What made you start questioning common images of the Vikings?
What led me to question the general trend of “Viking” studies wasn’t so much books as conversations, and titles. One scholar told me that he just didn’t like the idea of the “Vikings”, nor even the word. A common reaction, but it doesn’t stop writers who feel that way using the word in their titles – The Viking Achievement, Song of the Vikings, Age of the Vikings. The books turn out to be about Scandinavians: much nicer people, traders, explorers, urban developers. “Viking” meant “pirate, marauder”: it’s a job description, confirmed by much documentary evidence – poems, sagas, runestones – and often grisly archaeology.

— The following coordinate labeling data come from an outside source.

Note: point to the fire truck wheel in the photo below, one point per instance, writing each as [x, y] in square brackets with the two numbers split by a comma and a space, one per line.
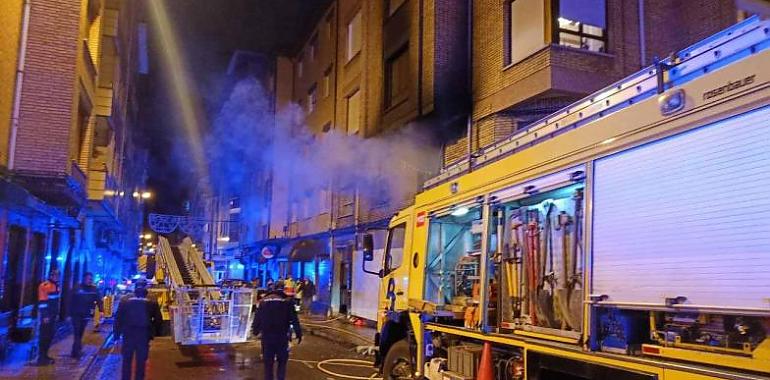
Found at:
[398, 363]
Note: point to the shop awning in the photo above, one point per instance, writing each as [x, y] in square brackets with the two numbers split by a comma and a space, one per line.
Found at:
[306, 250]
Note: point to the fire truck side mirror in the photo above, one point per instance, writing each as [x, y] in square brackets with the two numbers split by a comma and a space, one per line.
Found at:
[368, 247]
[368, 254]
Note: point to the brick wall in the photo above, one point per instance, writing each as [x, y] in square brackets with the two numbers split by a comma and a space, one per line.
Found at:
[674, 24]
[48, 96]
[567, 74]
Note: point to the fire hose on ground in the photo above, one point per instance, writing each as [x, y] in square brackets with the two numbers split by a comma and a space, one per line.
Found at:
[346, 363]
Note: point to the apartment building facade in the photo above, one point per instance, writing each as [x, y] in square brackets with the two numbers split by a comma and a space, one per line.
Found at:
[367, 69]
[534, 57]
[470, 73]
[71, 158]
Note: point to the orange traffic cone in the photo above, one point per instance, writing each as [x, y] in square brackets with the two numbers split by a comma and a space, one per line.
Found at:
[486, 367]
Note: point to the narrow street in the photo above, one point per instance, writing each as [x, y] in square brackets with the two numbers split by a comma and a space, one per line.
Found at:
[237, 362]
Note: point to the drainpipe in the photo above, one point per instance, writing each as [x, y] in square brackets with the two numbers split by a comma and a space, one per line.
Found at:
[469, 72]
[642, 39]
[15, 114]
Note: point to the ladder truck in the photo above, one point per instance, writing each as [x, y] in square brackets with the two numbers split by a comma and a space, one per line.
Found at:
[622, 237]
[199, 311]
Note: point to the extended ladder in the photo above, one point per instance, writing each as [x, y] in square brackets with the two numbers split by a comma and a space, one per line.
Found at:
[721, 49]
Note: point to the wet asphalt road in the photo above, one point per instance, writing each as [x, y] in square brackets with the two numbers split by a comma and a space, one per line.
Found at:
[241, 361]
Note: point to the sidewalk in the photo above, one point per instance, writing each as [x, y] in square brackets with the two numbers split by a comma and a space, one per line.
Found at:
[339, 330]
[19, 366]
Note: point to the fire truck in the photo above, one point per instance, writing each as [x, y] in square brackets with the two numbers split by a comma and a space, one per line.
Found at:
[624, 237]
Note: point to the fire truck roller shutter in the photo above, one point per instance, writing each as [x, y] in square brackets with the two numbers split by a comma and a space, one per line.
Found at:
[687, 216]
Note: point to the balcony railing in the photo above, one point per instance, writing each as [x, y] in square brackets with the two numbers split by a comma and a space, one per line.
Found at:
[88, 61]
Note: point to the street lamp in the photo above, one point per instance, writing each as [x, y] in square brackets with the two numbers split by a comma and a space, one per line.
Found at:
[144, 194]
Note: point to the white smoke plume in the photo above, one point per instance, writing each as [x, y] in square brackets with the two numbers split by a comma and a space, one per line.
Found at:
[247, 135]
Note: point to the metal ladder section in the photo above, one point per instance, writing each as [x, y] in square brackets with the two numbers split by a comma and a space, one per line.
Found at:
[740, 40]
[168, 262]
[184, 270]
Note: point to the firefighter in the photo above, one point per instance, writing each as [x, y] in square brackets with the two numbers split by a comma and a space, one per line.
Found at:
[289, 287]
[48, 307]
[275, 319]
[82, 306]
[138, 320]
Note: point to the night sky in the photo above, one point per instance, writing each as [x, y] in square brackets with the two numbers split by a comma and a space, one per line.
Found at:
[209, 32]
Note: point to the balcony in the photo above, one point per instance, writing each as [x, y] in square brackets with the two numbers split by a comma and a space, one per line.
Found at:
[88, 62]
[103, 106]
[102, 193]
[59, 189]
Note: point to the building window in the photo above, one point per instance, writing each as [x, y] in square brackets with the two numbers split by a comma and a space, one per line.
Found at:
[353, 111]
[354, 36]
[524, 31]
[393, 6]
[311, 99]
[327, 82]
[328, 25]
[397, 77]
[313, 47]
[581, 24]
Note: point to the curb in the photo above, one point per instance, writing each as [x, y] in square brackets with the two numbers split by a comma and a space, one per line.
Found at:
[336, 335]
[92, 368]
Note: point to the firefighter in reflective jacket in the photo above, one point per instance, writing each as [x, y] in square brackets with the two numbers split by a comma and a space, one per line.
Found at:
[48, 308]
[138, 320]
[275, 319]
[83, 302]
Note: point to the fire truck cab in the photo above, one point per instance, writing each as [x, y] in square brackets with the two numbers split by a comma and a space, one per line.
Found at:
[622, 237]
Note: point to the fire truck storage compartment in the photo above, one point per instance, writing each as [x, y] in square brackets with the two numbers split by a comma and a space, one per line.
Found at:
[539, 261]
[680, 228]
[452, 268]
[546, 367]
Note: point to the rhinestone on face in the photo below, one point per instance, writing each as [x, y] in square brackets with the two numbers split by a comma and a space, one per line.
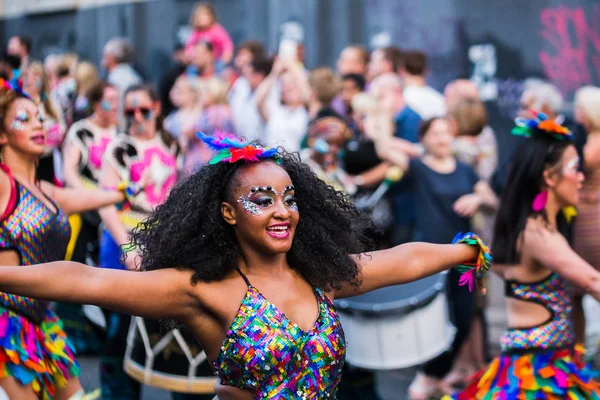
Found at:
[249, 206]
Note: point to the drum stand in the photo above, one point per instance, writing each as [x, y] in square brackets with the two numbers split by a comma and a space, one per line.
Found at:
[146, 375]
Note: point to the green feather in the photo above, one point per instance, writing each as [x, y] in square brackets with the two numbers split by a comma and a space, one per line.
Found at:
[220, 156]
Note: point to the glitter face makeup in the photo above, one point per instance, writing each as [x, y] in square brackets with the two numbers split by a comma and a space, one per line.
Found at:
[262, 197]
[21, 118]
[105, 105]
[572, 166]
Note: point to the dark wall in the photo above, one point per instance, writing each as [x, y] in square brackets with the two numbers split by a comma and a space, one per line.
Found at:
[555, 39]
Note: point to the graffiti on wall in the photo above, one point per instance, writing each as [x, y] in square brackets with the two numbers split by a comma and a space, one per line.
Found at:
[572, 57]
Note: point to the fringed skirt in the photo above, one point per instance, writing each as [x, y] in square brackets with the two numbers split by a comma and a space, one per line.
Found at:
[551, 374]
[36, 355]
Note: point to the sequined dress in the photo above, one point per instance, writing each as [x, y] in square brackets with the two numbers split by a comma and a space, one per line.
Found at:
[540, 362]
[33, 346]
[267, 353]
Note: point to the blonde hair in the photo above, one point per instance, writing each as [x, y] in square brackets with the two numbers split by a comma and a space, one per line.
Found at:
[206, 6]
[66, 65]
[324, 83]
[50, 107]
[364, 104]
[470, 116]
[7, 97]
[587, 99]
[217, 89]
[86, 76]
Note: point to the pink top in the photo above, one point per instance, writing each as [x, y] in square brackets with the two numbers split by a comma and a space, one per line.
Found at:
[216, 35]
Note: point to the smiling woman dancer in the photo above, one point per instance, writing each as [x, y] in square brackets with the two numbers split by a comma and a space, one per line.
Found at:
[36, 359]
[249, 253]
[539, 357]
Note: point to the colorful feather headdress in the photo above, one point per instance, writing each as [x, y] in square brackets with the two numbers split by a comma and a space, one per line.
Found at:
[540, 125]
[15, 84]
[230, 148]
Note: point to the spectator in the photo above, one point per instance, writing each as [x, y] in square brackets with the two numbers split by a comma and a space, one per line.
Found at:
[185, 96]
[206, 28]
[216, 116]
[544, 97]
[116, 56]
[387, 90]
[50, 67]
[326, 139]
[20, 46]
[86, 76]
[476, 146]
[324, 85]
[287, 119]
[247, 52]
[202, 61]
[168, 80]
[353, 59]
[8, 64]
[384, 61]
[242, 99]
[587, 224]
[352, 84]
[425, 100]
[36, 84]
[64, 91]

The public image of Vikings is full of errors from the age of Gothic enthusiasm, but quietly changing the subject because it’s distasteful is not the way to correct it.
What would you recommend as good non-specialist overviews of the whole ‘Viking era’?
The best overviews are Gwyn Jones’ A History of the Vikings and, more recently, Martin Arnold’s The Vikings: Culture and Conquest. With histories like these, who needs novels? Eleanor Barraclough’s Beyond the Northlands: Viking Voyages and the Old Norse Sagas and Neil Price’s The Viking Way: Magic and Mind in Late Iron Age Scandinavia remind us how weird some of the material is – Scandinavians were more affected by Arctic and shamanic cultures than Eurocentric histories make out.
What is the last book you gave as a gift, and to whom?
Astrid Lindgren’s Pippi Longstocking, to my grandson Zaph.
What books do you have on your desk waiting to be read?
The big one is The Encyclopedia of Romantic Nationalism in Europe, edited by Joep Leerssen, which covers everything from artwork to opera. Also, there’s Jo Nesbø’s Scandi detective story, The Thirst, and on the science fiction pile, The Bone Clocks by David Mitchell and Summerland by Hannu Rajaniemi.
Tom Shippey is professor emeritus of Saint Louis University, Missouri and the author of Laughing Shall I Die: Lives and Deaths of the Great Vikings (Reaktion).